Continuous variables were reported as mean ± standard deviation. The 2-sided paired Student t test was used to analyze differences within the same group whereas the unpaired t test, for between-group differences. A p value <0.05 was considered statistically significant.
A total of 26 female Yorkshire-Landrace swine were subjected to MR creation. Throughout the study, no significant difference in body weight was documented between study groups. At 2 months, the 16 surviving swine were injected either with rAAV1.SERCA2a (n = 10, group 1) or Saline (n = 6, group 2). Three animals died after virus injection: 1 was due to a post-catheterization stroke-like syndrome; another presented a persistent febrile state with deteriorating general status, and, lastly, 1 expired from worsening HF. Thirteen animals (n = 7 from group 1; n = 6 from group 2) survived to 4 months.

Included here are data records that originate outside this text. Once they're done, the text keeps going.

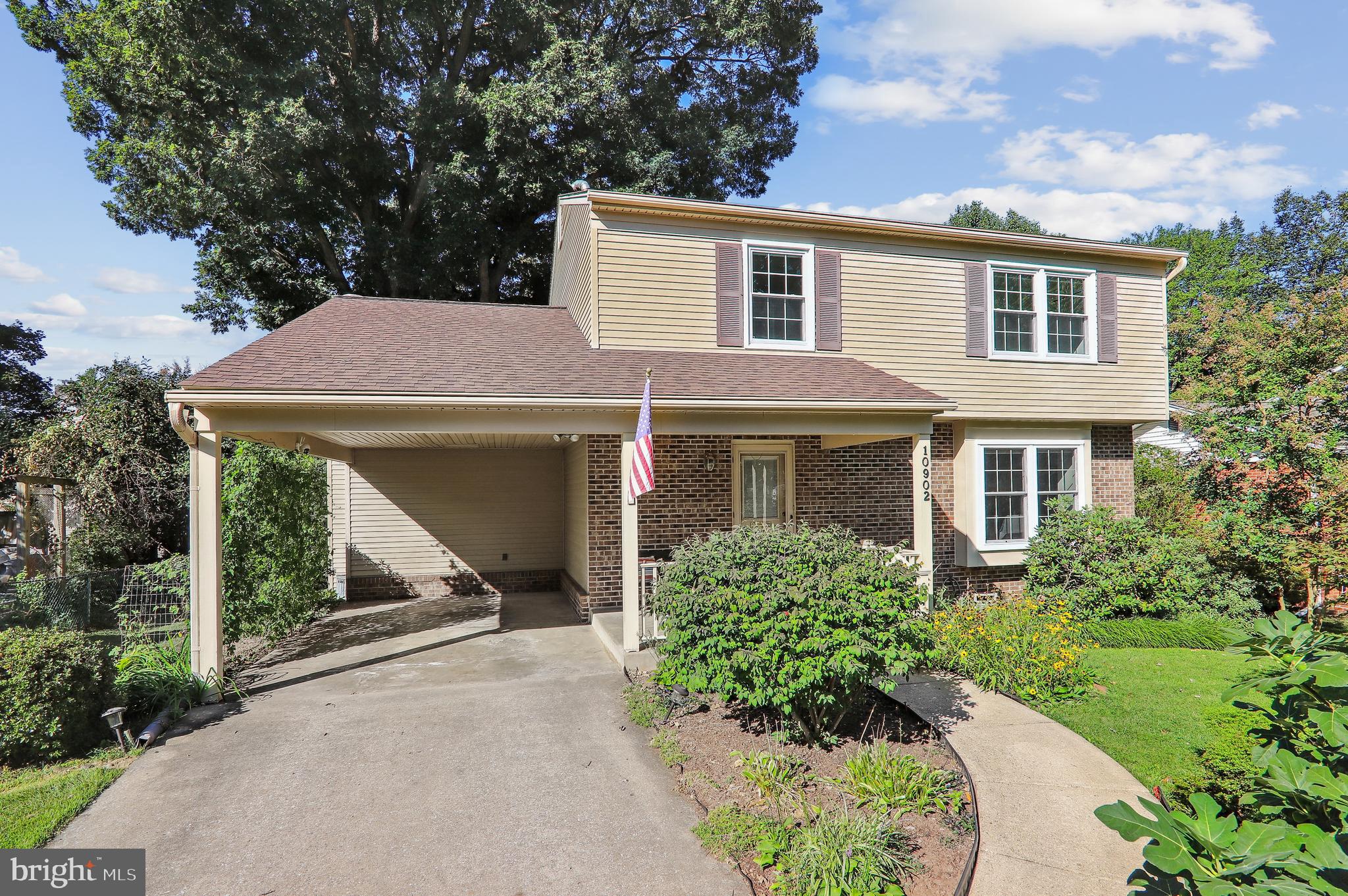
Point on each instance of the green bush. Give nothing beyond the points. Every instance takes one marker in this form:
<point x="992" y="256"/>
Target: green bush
<point x="275" y="542"/>
<point x="1103" y="565"/>
<point x="53" y="689"/>
<point x="840" y="855"/>
<point x="1022" y="647"/>
<point x="644" y="705"/>
<point x="1290" y="840"/>
<point x="793" y="619"/>
<point x="1193" y="630"/>
<point x="889" y="782"/>
<point x="1227" y="764"/>
<point x="729" y="832"/>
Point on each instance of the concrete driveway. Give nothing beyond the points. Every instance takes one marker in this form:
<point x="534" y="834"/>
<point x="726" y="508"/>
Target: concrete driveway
<point x="446" y="745"/>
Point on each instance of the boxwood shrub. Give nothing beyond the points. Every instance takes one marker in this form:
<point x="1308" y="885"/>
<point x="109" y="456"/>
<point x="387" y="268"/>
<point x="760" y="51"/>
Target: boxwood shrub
<point x="793" y="619"/>
<point x="53" y="689"/>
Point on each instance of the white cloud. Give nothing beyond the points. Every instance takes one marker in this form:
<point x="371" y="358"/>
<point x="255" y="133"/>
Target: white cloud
<point x="150" y="326"/>
<point x="135" y="282"/>
<point x="925" y="55"/>
<point x="1081" y="89"/>
<point x="61" y="303"/>
<point x="1172" y="166"/>
<point x="908" y="100"/>
<point x="11" y="268"/>
<point x="1270" y="115"/>
<point x="968" y="34"/>
<point x="1102" y="216"/>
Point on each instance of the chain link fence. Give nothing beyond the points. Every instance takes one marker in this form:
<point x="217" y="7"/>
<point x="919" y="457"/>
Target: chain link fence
<point x="147" y="600"/>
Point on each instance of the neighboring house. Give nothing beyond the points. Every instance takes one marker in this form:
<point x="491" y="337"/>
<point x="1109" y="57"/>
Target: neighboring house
<point x="925" y="386"/>
<point x="1169" y="433"/>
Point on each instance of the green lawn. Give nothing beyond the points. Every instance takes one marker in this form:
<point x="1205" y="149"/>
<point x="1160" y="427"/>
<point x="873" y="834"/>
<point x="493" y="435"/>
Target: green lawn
<point x="1150" y="718"/>
<point x="38" y="801"/>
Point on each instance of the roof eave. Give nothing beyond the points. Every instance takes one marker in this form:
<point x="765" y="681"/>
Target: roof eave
<point x="640" y="203"/>
<point x="259" y="398"/>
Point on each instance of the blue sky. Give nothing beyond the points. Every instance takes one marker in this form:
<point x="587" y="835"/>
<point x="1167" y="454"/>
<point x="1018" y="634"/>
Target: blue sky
<point x="1095" y="116"/>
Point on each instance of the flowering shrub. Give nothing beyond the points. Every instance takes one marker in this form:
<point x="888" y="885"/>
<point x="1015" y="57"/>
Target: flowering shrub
<point x="1025" y="647"/>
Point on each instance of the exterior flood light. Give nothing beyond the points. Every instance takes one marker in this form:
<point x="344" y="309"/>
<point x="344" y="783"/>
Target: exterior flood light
<point x="114" y="718"/>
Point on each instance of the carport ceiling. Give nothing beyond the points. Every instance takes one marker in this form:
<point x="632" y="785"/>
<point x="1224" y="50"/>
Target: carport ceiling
<point x="441" y="439"/>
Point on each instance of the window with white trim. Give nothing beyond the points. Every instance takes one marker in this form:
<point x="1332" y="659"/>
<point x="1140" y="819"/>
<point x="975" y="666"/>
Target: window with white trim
<point x="781" y="297"/>
<point x="1041" y="313"/>
<point x="1020" y="485"/>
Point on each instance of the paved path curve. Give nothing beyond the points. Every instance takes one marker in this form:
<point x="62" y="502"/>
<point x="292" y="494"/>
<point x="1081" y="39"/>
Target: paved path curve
<point x="1037" y="786"/>
<point x="444" y="745"/>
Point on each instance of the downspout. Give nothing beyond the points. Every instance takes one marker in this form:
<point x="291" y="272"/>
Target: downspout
<point x="178" y="418"/>
<point x="1180" y="266"/>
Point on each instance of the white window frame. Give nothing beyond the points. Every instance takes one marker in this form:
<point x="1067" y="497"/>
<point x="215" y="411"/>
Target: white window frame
<point x="806" y="253"/>
<point x="739" y="448"/>
<point x="1041" y="313"/>
<point x="1031" y="487"/>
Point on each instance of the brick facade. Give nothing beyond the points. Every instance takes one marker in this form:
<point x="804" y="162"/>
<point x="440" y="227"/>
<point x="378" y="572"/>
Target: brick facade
<point x="1111" y="468"/>
<point x="867" y="488"/>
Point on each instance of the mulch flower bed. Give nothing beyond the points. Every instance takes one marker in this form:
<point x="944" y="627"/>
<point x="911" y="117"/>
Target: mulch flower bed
<point x="708" y="734"/>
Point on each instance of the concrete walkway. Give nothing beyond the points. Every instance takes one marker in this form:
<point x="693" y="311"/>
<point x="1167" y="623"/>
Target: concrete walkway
<point x="432" y="747"/>
<point x="1037" y="787"/>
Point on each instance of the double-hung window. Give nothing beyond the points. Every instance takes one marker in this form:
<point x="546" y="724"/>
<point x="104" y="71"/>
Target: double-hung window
<point x="781" y="294"/>
<point x="1041" y="313"/>
<point x="1021" y="487"/>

Cardiac function and remodeling
This severe MR model resulted in a compensated state of HF as shown by the absence of overt systolic dysfunction in both groups (Table 1). No significant difference was documented between the saline and SERCA2a groups for the following parameters: heart rate (2 months: 94 ± 26 beats/min vs. 83 ± 10 beats/min, 4 months: 88 ± 13 beats/min vs. 86 ± 17 beats/min, respectively; p = NS), peak LV pressure (2 months: 94.9 ± 24.0 mm Hg vs. 92.4 ± 8.0 mm Hg, 4 months: 103.4 ± 14.8 mm Hg vs. 100.6 ± 16.8 mm Hg, respectively; p = NS), and end-diastolic pressure (2 months: 10.9 ± 5.5 mm Hg vs. 9.7 ± 3.5 mm Hg, 4 months: 14.0 ± 1.2 mm Hg vs. 13.9 ± 8.4 mm Hg, respectively; p = NS). A significant difference was documented between the saline and SERCA2a groups for LVEF (61.5 ± 7.4% vs. 70.6 ± 3.5%, respectively; p < 0.05) (Table 1), (dP/dt)max (1,396 ± 383 mm vs. 1,822 ± 317 mm Hg/s, respectively; p < 0.05), and adjusted rate of rise, (dP/dt)max/P (15.5 ± 3.0 s−1 vs. 21.2 ± 3.2 s−1, respectively; p < 0.01) (Fig. 1).

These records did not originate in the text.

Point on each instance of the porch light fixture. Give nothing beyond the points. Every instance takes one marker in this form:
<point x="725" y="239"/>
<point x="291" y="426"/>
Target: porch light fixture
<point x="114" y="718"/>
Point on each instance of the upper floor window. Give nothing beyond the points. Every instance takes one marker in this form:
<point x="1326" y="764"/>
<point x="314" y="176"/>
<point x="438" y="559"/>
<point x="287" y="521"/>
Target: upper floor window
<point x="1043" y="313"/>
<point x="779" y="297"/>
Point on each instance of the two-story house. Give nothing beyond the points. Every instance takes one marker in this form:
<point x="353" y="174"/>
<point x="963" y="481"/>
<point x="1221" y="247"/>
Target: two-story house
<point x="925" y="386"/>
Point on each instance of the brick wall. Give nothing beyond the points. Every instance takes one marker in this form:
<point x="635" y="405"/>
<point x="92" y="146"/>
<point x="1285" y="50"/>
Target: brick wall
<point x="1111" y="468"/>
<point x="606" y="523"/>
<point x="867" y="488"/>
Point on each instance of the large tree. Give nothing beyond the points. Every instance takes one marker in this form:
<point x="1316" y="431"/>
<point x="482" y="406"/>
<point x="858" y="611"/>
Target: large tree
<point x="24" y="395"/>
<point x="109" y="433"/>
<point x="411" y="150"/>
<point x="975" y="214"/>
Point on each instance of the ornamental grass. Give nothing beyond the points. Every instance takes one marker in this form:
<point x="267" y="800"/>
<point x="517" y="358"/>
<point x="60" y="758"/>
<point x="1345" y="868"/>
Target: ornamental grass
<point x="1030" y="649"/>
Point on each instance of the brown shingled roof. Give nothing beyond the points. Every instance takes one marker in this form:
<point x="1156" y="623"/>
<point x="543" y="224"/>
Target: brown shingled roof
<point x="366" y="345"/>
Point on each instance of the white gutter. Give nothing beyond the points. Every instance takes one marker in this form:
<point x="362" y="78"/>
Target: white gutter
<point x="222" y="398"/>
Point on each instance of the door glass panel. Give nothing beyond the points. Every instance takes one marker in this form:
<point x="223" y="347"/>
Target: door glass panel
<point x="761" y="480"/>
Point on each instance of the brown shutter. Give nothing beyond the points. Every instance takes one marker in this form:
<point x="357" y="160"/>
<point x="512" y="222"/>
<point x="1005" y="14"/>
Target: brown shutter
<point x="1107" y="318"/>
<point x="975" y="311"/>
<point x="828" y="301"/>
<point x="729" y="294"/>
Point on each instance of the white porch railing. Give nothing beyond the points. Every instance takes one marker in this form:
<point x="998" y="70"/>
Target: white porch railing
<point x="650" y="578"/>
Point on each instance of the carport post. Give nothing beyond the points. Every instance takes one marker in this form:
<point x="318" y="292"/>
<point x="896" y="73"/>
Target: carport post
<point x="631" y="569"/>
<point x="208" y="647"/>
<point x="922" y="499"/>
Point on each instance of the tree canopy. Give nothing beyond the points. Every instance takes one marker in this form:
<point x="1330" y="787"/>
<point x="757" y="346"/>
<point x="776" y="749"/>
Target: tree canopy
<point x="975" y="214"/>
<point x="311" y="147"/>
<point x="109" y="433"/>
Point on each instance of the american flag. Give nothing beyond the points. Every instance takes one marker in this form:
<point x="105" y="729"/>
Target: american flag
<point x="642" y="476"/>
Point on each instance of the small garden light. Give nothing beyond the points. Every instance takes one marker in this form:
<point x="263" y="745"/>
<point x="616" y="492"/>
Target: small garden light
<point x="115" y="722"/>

Diastolic function was also evaluated after MR creation. Both groups had comparable Tau values from at 2 months. However, after injection, a trend favoring the SERCA2a group was found with isovolumic relaxation abnormalities progressing in the saline group in contrast to the SERCA2a group (Fig. 2).
At 2 months, the volume-overload HF model was successful in inducing significant changes in ventricular parameters LVIDd as well as LVIDs compatible with remodeling in both groups (Table 2). Moreover, when looking at the progression of ventricular dimensions over time (indirect evidence of ventricular remodeling), there was significant difference between study groups favoring the SERCA2a group (Fig. 3).
Of note, no difference in MR regurgitant volume, as measured by PISA method, was noted in both groups at the time of injection (47.9 ± 26.4 ml, saline group vs. 52.3 ± 21.8 ml, SERCA2a group; p = NS). At follow-up, the values for the regurgitant volume in the saline group at 2 months and 4 months, respectively, were 47.9 ± 26.4 ml to 62.4 ± 35.6 ml, and in the SERCA2a group 52.3 ± 21.8 ml to 47.9 ± 25.8 ml. The difference between 2 months and 4 months in terms of the regurgitant fraction in the saline group was +22.1 ± 30.2 while in the SERCA2a group it was −4.4 ± 16.3 (p = 0.1).
Cardiac tissue expression of SERCA2a and phospholamban
Cardiac tissue expression of SERCA2a was significantly decreased in the saline group relative to the normal heart group. Conversely, SERCA2a expression levels were restored to normal levels in the SERCA2a group (Fig. 4A). Further, despite a lack of difference in SERCA2a mRNA levels between the saline group and normal heart group, mRNA levels were significantly higher in the SERCA2a group when compared with levels seen in either the saline group or the normal heart group (Fig. 4B). Finally, the relative protein expression of phospholamban was comparable among the different groups as shown in Figure 5.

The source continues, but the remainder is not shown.